Page fault - Access to the entire 512 MB memory
fork mean: 0.000742 ms
COW PTE mean: 0.000045 ms
uffd (wp) mean: 0.002676 ms
uffd (copy-page) mean: 0.008667 ms

The second experiment simulates real-world applications with sparse
accesses. The program randomly accesses the memory by writing to one
random page 1 million times and calculates the average access time.
Since the number of fork and COW PTE are too close to each other, we
cannot simply conclude which one is faster, so we run both 100 times
to get the averages. The result shows that COW PTE (0.000027 ms) is
similar to normal fork (0.000028 ms) and is 2.3x faster than uffd-wp
(0.000060 ms).

Page fault - Random access
fork mean: 0.000028 ms
COW PTE mean: 0.000027 ms
uffd (wp) mean: 0.000060 ms
uffd (copy-page) mean: 0.002363 ms

All the tests were run with QEMU and the kernel was built with the
x86_64 default config.

Summary
=======

In summary, COW PTE reduces the memory footprint of processes and
improves the initialization and page fault latency for various
applications, which would be important to some frameworks that require
very low execution startup (e.g., serverless framework) or
high-throughput short executions of child processes (e.g., testing).

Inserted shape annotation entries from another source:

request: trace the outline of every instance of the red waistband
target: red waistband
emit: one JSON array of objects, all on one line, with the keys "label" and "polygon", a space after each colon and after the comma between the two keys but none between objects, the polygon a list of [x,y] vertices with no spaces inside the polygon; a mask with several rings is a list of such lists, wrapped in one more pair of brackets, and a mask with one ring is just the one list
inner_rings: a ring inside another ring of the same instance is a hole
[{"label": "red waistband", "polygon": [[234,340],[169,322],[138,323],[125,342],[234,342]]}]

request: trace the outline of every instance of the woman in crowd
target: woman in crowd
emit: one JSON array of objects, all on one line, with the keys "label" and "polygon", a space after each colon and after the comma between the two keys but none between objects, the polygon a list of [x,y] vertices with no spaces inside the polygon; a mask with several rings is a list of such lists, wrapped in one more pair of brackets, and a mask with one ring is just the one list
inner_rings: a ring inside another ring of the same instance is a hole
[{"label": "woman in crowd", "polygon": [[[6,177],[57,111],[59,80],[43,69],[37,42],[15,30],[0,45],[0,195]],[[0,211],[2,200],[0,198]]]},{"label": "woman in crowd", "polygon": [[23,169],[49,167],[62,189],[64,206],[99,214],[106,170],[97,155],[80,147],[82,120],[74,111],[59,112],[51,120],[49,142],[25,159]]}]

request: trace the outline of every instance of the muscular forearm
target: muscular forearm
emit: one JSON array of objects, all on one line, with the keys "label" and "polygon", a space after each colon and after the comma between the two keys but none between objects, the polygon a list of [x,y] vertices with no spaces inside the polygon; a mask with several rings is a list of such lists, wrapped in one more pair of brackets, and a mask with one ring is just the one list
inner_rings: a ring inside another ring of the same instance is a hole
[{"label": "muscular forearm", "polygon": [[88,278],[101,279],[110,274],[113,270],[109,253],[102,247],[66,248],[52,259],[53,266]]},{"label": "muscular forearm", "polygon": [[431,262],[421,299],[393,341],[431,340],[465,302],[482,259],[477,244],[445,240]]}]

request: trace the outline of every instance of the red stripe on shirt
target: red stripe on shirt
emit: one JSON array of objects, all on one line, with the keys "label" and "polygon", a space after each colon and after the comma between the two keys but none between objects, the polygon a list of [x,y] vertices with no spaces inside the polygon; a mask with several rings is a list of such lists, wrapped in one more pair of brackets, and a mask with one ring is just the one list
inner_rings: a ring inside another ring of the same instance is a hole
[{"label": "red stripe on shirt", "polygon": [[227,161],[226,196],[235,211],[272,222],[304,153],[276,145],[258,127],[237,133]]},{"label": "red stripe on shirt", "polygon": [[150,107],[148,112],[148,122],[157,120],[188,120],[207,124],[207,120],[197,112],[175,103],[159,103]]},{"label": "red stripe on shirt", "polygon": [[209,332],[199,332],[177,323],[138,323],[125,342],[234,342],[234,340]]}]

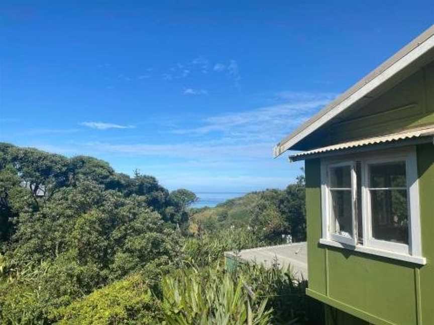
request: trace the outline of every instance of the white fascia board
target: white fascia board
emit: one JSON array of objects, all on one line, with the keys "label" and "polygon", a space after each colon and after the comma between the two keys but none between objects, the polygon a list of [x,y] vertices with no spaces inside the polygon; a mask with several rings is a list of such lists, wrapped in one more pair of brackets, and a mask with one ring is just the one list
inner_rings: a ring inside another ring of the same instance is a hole
[{"label": "white fascia board", "polygon": [[306,126],[293,137],[284,143],[275,146],[274,149],[274,157],[277,157],[288,149],[290,149],[293,145],[307,135],[369,94],[378,86],[390,79],[393,76],[408,66],[419,57],[433,48],[434,48],[434,35],[427,39],[425,42],[415,48],[390,67],[380,73],[372,80],[345,98],[318,119]]}]

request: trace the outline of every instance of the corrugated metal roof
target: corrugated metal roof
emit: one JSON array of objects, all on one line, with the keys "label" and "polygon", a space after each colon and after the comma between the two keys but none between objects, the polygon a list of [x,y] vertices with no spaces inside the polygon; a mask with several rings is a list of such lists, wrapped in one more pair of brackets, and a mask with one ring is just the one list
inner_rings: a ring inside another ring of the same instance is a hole
[{"label": "corrugated metal roof", "polygon": [[338,143],[338,144],[322,147],[322,148],[317,148],[290,156],[289,159],[295,161],[303,160],[313,154],[317,155],[330,151],[349,149],[371,144],[384,143],[399,140],[404,140],[429,135],[434,135],[434,125],[417,129],[412,129],[411,130],[407,130],[398,133],[387,134],[386,135],[374,136],[354,141],[350,141],[342,143]]}]

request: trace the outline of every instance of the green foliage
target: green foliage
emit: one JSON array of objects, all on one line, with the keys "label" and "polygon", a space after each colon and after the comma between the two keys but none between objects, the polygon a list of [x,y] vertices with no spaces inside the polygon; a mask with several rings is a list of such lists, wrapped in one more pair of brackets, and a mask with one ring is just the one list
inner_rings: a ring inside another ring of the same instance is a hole
[{"label": "green foliage", "polygon": [[214,208],[192,210],[189,230],[200,236],[230,227],[248,226],[263,242],[280,243],[282,236],[305,240],[304,177],[283,191],[267,190],[228,200]]},{"label": "green foliage", "polygon": [[302,180],[188,209],[196,199],[91,157],[0,143],[0,323],[265,324],[302,309],[272,297],[298,294],[289,276],[214,267],[225,251],[303,239]]},{"label": "green foliage", "polygon": [[158,307],[139,275],[132,275],[60,308],[52,315],[59,325],[158,323]]},{"label": "green foliage", "polygon": [[212,233],[205,233],[200,238],[190,238],[185,241],[183,251],[185,261],[190,265],[204,266],[219,261],[227,251],[239,250],[265,246],[252,231],[230,228]]},{"label": "green foliage", "polygon": [[267,299],[250,296],[242,278],[219,268],[182,270],[162,282],[162,311],[169,325],[269,324]]}]

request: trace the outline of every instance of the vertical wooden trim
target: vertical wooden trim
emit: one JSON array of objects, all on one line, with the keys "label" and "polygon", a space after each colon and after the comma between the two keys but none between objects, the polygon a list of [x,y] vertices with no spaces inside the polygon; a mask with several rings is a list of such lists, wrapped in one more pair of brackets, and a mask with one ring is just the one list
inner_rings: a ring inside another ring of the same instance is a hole
[{"label": "vertical wooden trim", "polygon": [[328,239],[329,205],[327,200],[327,167],[324,159],[321,159],[321,219],[322,221],[321,238]]},{"label": "vertical wooden trim", "polygon": [[419,200],[419,180],[417,157],[415,148],[412,148],[407,159],[407,184],[409,187],[407,197],[410,212],[410,252],[413,256],[421,256],[420,239],[420,207]]},{"label": "vertical wooden trim", "polygon": [[422,325],[422,308],[420,306],[420,271],[418,267],[414,268],[414,286],[416,295],[416,319],[417,325]]},{"label": "vertical wooden trim", "polygon": [[325,249],[325,295],[330,296],[329,292],[329,249]]}]

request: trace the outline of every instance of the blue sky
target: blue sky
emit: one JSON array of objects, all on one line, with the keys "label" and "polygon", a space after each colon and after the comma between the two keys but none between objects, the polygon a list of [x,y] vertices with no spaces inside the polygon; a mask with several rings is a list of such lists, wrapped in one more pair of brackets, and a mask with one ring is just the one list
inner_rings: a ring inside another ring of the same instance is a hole
[{"label": "blue sky", "polygon": [[195,191],[293,182],[273,145],[434,23],[432,1],[33,2],[0,4],[0,141]]}]

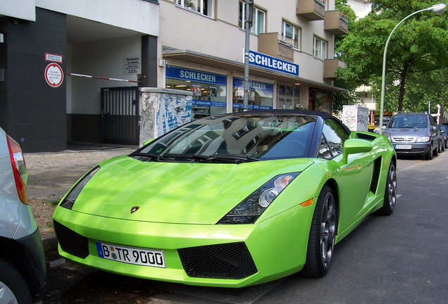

This patch is based on the paper "On-demand-fork: a microsecond fork
for memory-intensive and latency-sensitive applications" [1] from
Purdue University.

Any comments and suggestions are welcome.

Thanks,
Chih-En Lin

---

TODO list:
- Handle the file-backed and shmem with reclaim.
- Handle OOM, KSM, page table walker, and migration.
- Deal with TLB flush in the break COW PTE handler.

RFC v1 -> RFC v2
- Change the clone flag method to sysctl with PID.
- Change the MMF_COW_PGTABLE flag to two flags, MMF_COW_PTE and
MMF_COW_PTE_READY, for the sysctl.
- Change the owner pointer to use the folio padding.
- Handle all the VMAs that cover the PTE table when doing the break COW PTE.
- Remove the self-defined refcount to use the _refcount for the page
table page.
- Add the exclusive flag to let the page table only own by one task in
some situations.
- Invalidate address range MMU notifier and start the write_seqcount
when doing the break COW PTE.
- Handle the swap cache and swapoff.

RFC v1: https://lore.kernel.org/all/20220519183127.3909598-1-shiyn.lin@xxxxxxxxx/

[1] https://dl.acm.org/doi/10.1145/3447786.3456258

This patch is based on v6.0-rc5.

---

Chih-En Lin (9):
mm: Add new mm flags for Copy-On-Write PTE table
mm: pgtable: Add sysctl to enable COW PTE
mm, pgtable: Add ownership to PTE table
mm: Add COW PTE fallback functions
mm, pgtable: Add a refcount to PTE table
mm, pgtable: Add COW_PTE_OWNER_EXCLUSIVE flag
mm: Add the break COW PTE handler
mm: Handle COW PTE with reclaim algorithm
mm: Introduce Copy-On-Write PTE table

include/linux/mm.h | 2 +
include/linux/mm_types.h | 5 +-
include/linux/pgtable.h | 140 +++++++++++++
include/linux/rmap.h | 2 +
include/linux/sched/coredump.h | 8 +-
kernel/fork.c | 5 +
kernel/sysctl.c | 8 +
mm/Makefile | 2 +-
mm/cow_pte.c | 39 ++++
mm/gup.c | 13 +-
mm/memory.c | 360 ++++++++++++++++++++++++++++++++-
mm/mmap.c | 3 +
mm/mremap.c | 3 +
mm/page_vma_mapped.c | 5 +
mm/rmap.c | 2 +-
mm/swapfile.c | 1 +
mm/vmscan.c | 1 +
17 files changed, 587 insertions(+), 12 deletions(-)
create mode 100644 mm/cow_pte.c

--
2.37.3